Film
Some of the best showed how politics shapes our everyday lives. Ken Loach’s I, Daniel Blake (NI November 2016) put over life at the sharp end of state welfare with poignancy and commitment to change. Fire at Sea (NI June 2016) was Ginafranco Rosi’s calm, compassionate, questioning doc that subtly – and horrifically – contrasted life on the Italian island of Lampedusa with that of would-be refugees at sea. The post-1945 drama The Innocents (NI November 2016), directed by Anne Fortaine, humanized women whose cloistered, controlled existence diminishes their individuality – but who brilliantly grasped a freer, more equal life. As did Jim Jarmusch’s Paterson (NI December 2016), a vision of a kinder America, celebrating the common woman and man without class division, belittling racism or grinding economic pressure. Spike Lee’s Chi-raq (NI December 2016) hits these head on. An agitprop musical that links gang violence to segregation and inequality, it’s dynamic, rough, sophisticated, and utterly compelling.
Music
Despite the losses of last year – David Bowie, Prince and then Leonard Cohen will always be defining markers of their craft – there were many moments to celebrate. Darren Hayman’s Thankful Villages, Vol 1 (Rivertones, NI June 2016) was a beautifully measured meditation on how World War One’s carnage impacted rural England. Elza Soares released a vibrant example of samba sujo (dirty samba) in her rumbuctious The Woman at the End of the World (Mais um Discos, NI May 2016), while Vieux Farka Touré and Julia Easterlin’s Touristes (Six Degrees, NI January/February 2016) is a sterling example of collaboration between traditions. Record of the year goes to Anohni’s apocalyptic Hopelessness (Rough Trade/Secretly Canadian, NI July/August 2016) with its honed fury against all levels of the abuse of power. Let it be a call to arms.
Books
The Transmigration of Bodies (& Other Stories, NI July/August 2016) was Yuri Herrera’s pulp thriller of sorts set in a Mexican plague-ridden barrio, where two rival families have a crisis that requires delicate handling. A wondrous mash-up of styles that worked splendidly thanks only to Herrera’s sureness of touch. Human Acts (Portobello Books, NI January/February 2016) was Han Kang’s fictional exploration of the longterm repercussions of a little known but brutally crushed student uprising in South Korea in 1980. Raw and beautiful, Han’s prose was as contrary as the human acts she described. In Creating Freedom (Canongate, NI December 2016) Raoul Martinez questioned our assumptions about freedom and with great eloquence and persuasion delivered a rallying cry to take back the substance rather than the illusion of our freedoms.
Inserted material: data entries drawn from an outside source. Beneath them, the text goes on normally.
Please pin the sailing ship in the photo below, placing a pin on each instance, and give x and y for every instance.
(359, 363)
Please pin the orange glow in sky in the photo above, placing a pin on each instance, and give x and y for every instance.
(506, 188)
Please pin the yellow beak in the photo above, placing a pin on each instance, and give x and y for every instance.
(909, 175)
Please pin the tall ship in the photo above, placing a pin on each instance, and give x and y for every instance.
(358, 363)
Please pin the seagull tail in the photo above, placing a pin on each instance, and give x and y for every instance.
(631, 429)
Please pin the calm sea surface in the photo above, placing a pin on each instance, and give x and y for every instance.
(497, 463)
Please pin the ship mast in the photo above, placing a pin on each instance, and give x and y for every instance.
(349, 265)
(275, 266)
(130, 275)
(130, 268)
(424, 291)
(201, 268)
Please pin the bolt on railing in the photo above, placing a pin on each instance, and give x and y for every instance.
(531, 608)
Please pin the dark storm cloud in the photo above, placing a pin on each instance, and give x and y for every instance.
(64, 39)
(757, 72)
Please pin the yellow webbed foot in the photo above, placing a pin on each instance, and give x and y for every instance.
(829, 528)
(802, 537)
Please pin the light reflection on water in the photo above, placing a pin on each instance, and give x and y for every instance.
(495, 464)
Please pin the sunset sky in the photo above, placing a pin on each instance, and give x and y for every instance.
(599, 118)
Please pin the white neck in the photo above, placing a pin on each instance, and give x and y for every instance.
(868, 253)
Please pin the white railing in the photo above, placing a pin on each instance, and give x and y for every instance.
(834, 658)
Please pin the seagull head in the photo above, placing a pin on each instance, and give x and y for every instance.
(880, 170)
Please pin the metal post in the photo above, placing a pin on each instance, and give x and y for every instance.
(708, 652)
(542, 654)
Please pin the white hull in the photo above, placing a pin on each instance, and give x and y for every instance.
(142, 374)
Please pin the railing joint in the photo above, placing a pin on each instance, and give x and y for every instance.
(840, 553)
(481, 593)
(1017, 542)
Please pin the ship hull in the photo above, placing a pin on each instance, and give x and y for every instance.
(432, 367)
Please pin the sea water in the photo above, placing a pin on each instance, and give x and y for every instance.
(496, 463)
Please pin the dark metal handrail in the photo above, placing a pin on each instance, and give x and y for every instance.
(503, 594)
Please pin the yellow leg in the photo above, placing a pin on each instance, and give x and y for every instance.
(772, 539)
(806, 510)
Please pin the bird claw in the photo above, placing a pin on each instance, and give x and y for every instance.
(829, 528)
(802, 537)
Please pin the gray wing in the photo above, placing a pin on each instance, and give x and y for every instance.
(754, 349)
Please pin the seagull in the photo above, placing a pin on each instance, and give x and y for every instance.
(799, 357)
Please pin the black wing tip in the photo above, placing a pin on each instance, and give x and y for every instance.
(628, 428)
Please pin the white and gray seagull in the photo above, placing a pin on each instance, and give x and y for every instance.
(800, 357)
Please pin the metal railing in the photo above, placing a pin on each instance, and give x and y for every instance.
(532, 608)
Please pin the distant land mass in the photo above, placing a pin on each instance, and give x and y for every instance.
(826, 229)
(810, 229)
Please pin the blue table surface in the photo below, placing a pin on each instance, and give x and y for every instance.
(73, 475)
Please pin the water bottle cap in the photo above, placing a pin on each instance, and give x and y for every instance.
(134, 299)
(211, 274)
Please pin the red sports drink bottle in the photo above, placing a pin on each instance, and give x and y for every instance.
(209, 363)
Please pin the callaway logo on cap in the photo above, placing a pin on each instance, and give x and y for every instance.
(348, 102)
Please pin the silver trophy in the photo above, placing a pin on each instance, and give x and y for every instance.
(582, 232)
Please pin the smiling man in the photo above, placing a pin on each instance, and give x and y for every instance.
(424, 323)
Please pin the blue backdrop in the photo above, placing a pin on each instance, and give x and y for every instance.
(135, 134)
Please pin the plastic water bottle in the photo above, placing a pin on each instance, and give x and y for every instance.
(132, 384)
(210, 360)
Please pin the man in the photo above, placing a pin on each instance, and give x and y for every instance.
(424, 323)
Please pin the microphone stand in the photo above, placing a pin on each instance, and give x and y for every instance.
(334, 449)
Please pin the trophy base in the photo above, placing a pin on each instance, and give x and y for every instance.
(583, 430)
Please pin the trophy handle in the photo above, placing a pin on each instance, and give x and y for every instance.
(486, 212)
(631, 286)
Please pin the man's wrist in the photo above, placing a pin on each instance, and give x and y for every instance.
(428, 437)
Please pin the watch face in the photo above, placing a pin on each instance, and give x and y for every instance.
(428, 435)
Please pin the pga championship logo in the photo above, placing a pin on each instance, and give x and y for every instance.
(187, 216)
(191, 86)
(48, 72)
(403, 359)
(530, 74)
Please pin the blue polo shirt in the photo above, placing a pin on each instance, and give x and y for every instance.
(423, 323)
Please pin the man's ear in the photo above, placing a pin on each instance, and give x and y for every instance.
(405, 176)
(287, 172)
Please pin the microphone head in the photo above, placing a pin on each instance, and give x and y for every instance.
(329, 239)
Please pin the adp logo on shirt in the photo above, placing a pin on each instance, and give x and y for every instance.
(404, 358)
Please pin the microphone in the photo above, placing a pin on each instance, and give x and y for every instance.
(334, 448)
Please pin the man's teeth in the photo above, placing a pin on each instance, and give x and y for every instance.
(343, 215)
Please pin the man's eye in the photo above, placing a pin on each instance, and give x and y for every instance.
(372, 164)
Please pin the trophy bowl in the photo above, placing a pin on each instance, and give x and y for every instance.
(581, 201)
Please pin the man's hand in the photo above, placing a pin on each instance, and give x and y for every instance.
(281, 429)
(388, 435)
With The History Thieves – Secrets, Lies and the Shaping of a Modern Nation (Portobello Books, NI November 2016), investigative journalist Ian Cobain brilliantly exposed Britain’s dark secrets, including the denied history of torture, massacre and the destruction of records relating to the dying days of the British Empire. Essential, complacency-shattering reading.